Глава 5

В России любят затевать реформы только потому, что так легче скрыть неумение править.

П. А. Столыпин


Петербург

1 июня 1736 года


Государственный совет Российской империи проходил не просто в усечённом формате. Учитывая то, сколько членов Совета не хватало, можно подумать, что это и вовсе встретились заговорщики.

Однако в русском обществе и на вершине власти чувствовалась усталость от заговоров, интриг. И многие хотели сперва посмотреть на то, как новая метла станет выметать пыль и откровенную грязь из России. Метла — это канцлер Норов. Почти каждый из собравшихся, включая и государыню, в той или иной мере был обязан новому канцлеру, который, словно тот ненаигравшийся ребенок, воюет сейчас с турками.

А если бы даже были и те, кто задумывал изменить существующее положение дел, то пока точно ничего бы не предпринимали. Слухи, что новый канцлер под пули лезет так, как иные самые смелые генералы не могут себе позволить, ходили в Петербурге сразу же после того, как Александр Лукич Норов отправился воевать.

Если он так себя не бережет, если в застенках Петропавловской крепости, как недавно разнеслись вести, замучен до смерти Андрей Иванович Ушаков, а другого Андрея Ивановича, но уже Остермана, готовят к казни, то зачем же играть своей жизнью. Вон, сколь было много недовольным правлением Петра Великого, но ни одного дворцового переворота не решились делать. Казаки бунтовали, стрельцы, но не представители власти. Или же они просто очень быстро проиграли, сделав ставку на слабовольного сына Петра Алексея?

— На том позвольте мне, председателю Государственного совета Российской империи, считать наше собрание открытым, — провозгласил курляндский герцог Эрнст Иоганн Бирон.

После похорон Анны Иоанновны герцог некоторое время жил в Петербурге затворником, не появлялся в обществе, кроме только обязательных приемов. После посетил Курляндию, главой которой он всё-таки является, еще немало внимания уделил своим конным заводам.

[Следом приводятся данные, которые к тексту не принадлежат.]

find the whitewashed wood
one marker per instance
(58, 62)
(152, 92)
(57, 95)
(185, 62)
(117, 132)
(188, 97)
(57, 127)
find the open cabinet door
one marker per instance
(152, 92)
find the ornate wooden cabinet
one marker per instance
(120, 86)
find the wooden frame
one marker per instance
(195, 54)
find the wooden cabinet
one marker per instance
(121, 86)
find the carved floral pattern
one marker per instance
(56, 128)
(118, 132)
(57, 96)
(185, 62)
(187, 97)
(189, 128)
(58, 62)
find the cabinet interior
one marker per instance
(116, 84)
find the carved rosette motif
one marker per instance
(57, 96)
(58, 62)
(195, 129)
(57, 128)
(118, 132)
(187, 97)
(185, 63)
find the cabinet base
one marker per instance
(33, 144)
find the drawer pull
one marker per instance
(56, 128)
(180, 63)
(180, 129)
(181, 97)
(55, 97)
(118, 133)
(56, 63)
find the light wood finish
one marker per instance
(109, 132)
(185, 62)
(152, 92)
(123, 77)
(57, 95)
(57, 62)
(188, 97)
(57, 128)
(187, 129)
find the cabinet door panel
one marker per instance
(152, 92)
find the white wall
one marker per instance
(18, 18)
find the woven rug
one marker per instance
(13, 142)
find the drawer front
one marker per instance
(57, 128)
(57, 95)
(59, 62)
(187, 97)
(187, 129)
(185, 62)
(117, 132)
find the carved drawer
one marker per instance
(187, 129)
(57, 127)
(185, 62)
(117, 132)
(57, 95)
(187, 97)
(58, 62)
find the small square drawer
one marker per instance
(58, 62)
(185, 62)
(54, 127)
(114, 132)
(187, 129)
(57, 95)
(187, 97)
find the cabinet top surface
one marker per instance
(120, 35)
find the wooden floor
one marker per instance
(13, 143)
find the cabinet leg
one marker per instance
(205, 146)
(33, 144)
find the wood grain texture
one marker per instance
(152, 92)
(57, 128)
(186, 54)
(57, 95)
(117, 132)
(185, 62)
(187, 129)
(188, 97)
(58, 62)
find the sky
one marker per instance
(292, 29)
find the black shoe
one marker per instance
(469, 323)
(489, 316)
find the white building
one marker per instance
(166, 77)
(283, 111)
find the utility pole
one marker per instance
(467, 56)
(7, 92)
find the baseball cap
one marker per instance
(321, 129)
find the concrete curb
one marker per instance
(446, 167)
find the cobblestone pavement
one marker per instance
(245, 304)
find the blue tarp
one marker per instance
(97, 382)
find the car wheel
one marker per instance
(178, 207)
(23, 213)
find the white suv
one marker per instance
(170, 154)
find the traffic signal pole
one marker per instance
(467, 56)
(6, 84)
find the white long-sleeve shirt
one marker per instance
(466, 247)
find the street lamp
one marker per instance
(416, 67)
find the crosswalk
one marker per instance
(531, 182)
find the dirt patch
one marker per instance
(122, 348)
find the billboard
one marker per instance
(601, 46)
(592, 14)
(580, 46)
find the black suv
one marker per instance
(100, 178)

Причём герцога заинтересовали не только конные заводы — он и выкупил большую часть разрастающегося каретного завода. На фоне, казалось бы, всеобщего помешательства промышленностью и новыми технологиями, Бирон также заинтересовался и решил включиться в этот процесс.

Хотя нельзя утверждать, что он делал это в угоду моде. Не было повальной заинтересованности в новшествах и во всём том, что было показано в Петербурге на выставках русских достижений. А дворянство, призванное по большей степени служить и кормящееся со своих поместий, промышленность всё ещё не воспринимало всерьёз. Многие так и вовсе считали, что не пристало благородному заниматься какими-либо производствами.

— Господин вице-канцлер, первый доклад ваш, — на правах главного человека на собрании, после престолоблюстительницы, конечно, Бирон предоставлял слово Бестужеву. — Опишите положение дел вокруг России.

Удивительным образом, но в последнее время с поразительной скоростью герцог продвигается на ниве познания русского языка и культуры. Сложно сказать, с чем именно это связано. Возможно, какие-то внутренние потребности, инстинкт самосохранения, подсказывают, что если он не будет меняться, то, в принципе, он уже не нужен этой Российской империи. Он — Бирон, он пережиток, мастодонт, который словно бы лишний в системе власти России. Фаворитом не быть, хотя Эрнст Иоганн и не отказался бы помять Елизавету. А кем еще быть? Министром? Так там же работать нужно не покладая рук. А тут конные заводы, худо-бедно, но выходят на самоокупаемость. Лучше им внимание уделить.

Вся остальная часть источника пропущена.